How are these drives being powered?

If you are worried about manufacturer rejecting your warranty claim because they claims their HDDs are not suited for software XYZ then you could:

  1. Encrypt the data on the HDD. This will of course make it impossible to recover any data and I would not bother with it at least for Chia plots because of #2

  2. Capture full SMART report before shipping the drive for RMA, well unless the drive is completely dead. Full/extended SMART scans should be performed on HDDs used in production workload at least once a month (plus I suggest running the short test at least 1x week), this way you will have SMART stats over time.

#2 is what I do as I do perform a long/extended test on every HDD I purchase and before I start using it for any purpose. Full/extended SMART test does not guarantee that the drive will not fail, as I’ve had drive fail within 24h after the test, but it will give you much more confidence then just slapping a new drive in to a system and starting to copy data to it. Plus, SMART info will give you valuable stats (ex: power on hours, start/stop counts, etc.) which can easily be referenced back to HDD specs as that is all that really matters regardless of that XYZ software being used to access or store the data as manufacture will not list “OK for use with XYZ software” on their spec sheet. I’m sure they are reviewing the SMART info when they get the HDD in their RMA center to confirm if actual usage did not exceed the specs. Manufacturer provided HDD check tools do not show you all this info this is why you need to use other tools to see the SMART data, my favorite on Windows & Linux is GSmartControl which is free & open source.

Just to add 2c more, I do have number of Exos X16 14TB drives in my 24/7 NAS and they have been running OK for months now with SMART test passing every time so knock on wood. These Exos enterprise drives are a bit loud vs consumer grade NAS drives like Ironwolfs (which are just overpriced in my opinion) and they do have a distinct clicking noise when the head moves during normal operation which is different from the continuous clicking you experience when drive is failing.

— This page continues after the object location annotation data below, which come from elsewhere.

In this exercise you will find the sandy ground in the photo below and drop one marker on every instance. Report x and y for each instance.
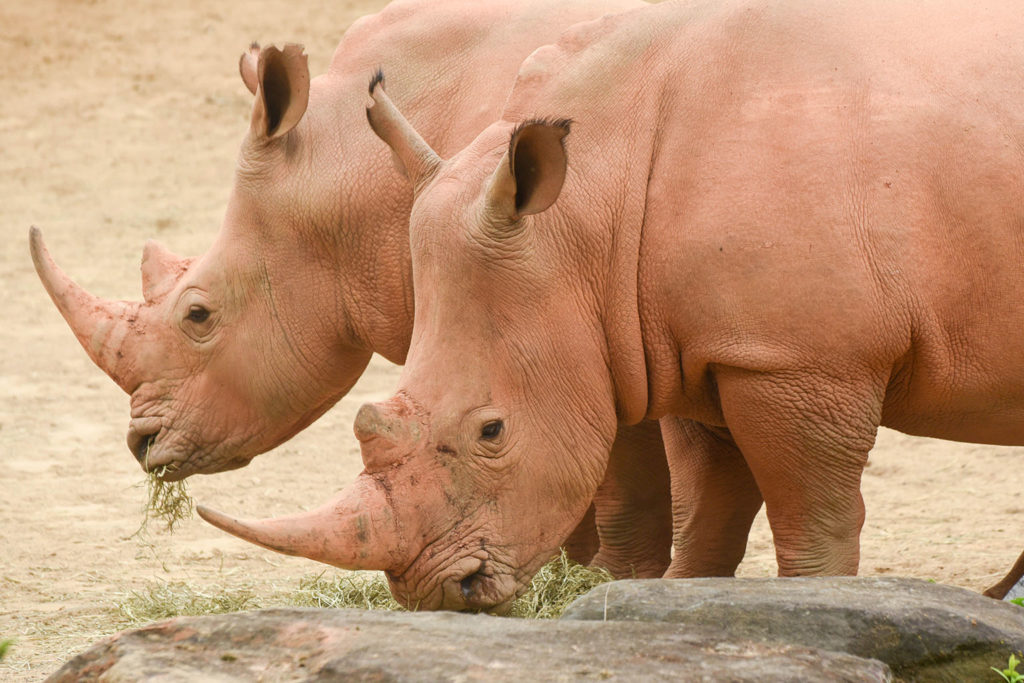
(121, 124)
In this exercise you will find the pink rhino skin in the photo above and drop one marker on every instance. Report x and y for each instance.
(780, 226)
(233, 352)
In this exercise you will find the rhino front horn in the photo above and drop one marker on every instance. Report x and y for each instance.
(355, 530)
(102, 327)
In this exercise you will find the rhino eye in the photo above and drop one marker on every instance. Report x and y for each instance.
(492, 429)
(198, 313)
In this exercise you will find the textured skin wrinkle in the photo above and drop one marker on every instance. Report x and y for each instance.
(828, 204)
(310, 271)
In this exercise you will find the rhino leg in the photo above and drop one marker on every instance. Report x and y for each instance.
(806, 436)
(634, 505)
(714, 500)
(583, 544)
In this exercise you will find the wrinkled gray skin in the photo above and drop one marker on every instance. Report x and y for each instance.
(233, 352)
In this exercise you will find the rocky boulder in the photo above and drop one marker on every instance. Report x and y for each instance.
(354, 645)
(921, 630)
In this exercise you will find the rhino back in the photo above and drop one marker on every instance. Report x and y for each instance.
(814, 182)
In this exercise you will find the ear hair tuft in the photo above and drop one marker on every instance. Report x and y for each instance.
(378, 79)
(564, 124)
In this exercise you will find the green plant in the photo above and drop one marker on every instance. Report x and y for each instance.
(1010, 673)
(167, 501)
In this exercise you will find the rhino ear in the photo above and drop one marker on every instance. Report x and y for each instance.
(530, 175)
(282, 89)
(249, 66)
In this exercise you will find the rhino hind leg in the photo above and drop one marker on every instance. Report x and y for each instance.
(714, 497)
(805, 437)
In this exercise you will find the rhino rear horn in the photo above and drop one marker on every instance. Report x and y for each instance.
(413, 157)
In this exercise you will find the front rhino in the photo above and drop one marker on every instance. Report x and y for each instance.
(471, 510)
(428, 512)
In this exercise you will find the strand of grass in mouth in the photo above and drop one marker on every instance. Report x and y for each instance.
(168, 502)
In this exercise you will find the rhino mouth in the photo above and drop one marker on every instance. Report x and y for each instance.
(142, 435)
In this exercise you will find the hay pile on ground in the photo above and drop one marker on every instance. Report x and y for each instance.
(555, 586)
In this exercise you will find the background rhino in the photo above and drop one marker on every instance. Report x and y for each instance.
(233, 352)
(795, 221)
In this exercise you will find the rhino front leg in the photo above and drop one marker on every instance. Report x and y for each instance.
(805, 437)
(584, 542)
(714, 500)
(633, 506)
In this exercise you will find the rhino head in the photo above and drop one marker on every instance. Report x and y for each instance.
(233, 352)
(489, 454)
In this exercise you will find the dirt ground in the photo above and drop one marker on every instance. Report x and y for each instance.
(121, 123)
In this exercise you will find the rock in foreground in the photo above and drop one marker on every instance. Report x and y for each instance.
(354, 645)
(921, 630)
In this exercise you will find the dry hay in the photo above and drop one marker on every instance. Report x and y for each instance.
(167, 502)
(555, 586)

On the issue of recovery, there are tools you can use to check the drive (if it’s still running) to recover data but unfortunately they are not something a regular end user could do. Honestly I have the know how to do my own data recover if the drive is still spinning meaning there is no fatal mechanical issue or problem with the controller itself. Honestly I never really on the manufacturer “Data Recovery Service” as I think it is just a marketing gimmick and they will always put some kind of “…if possible” clause in fine print to get out of it as recovering data if drive is completely dead due to fatal mechanical failure or a controller failure takes way more effort than recovering data due to bad clusters.

Also, I’m not sure if Chia plots have a CRC check to tell you if the plot is damaged unless you created an MD5/hash of each file in the first place so using restored plots may be risky. if someone knows whether plots have a CRC/hash check do let me know and how that can be checked a part from the standard CLI chia plots check which I don’t think does that?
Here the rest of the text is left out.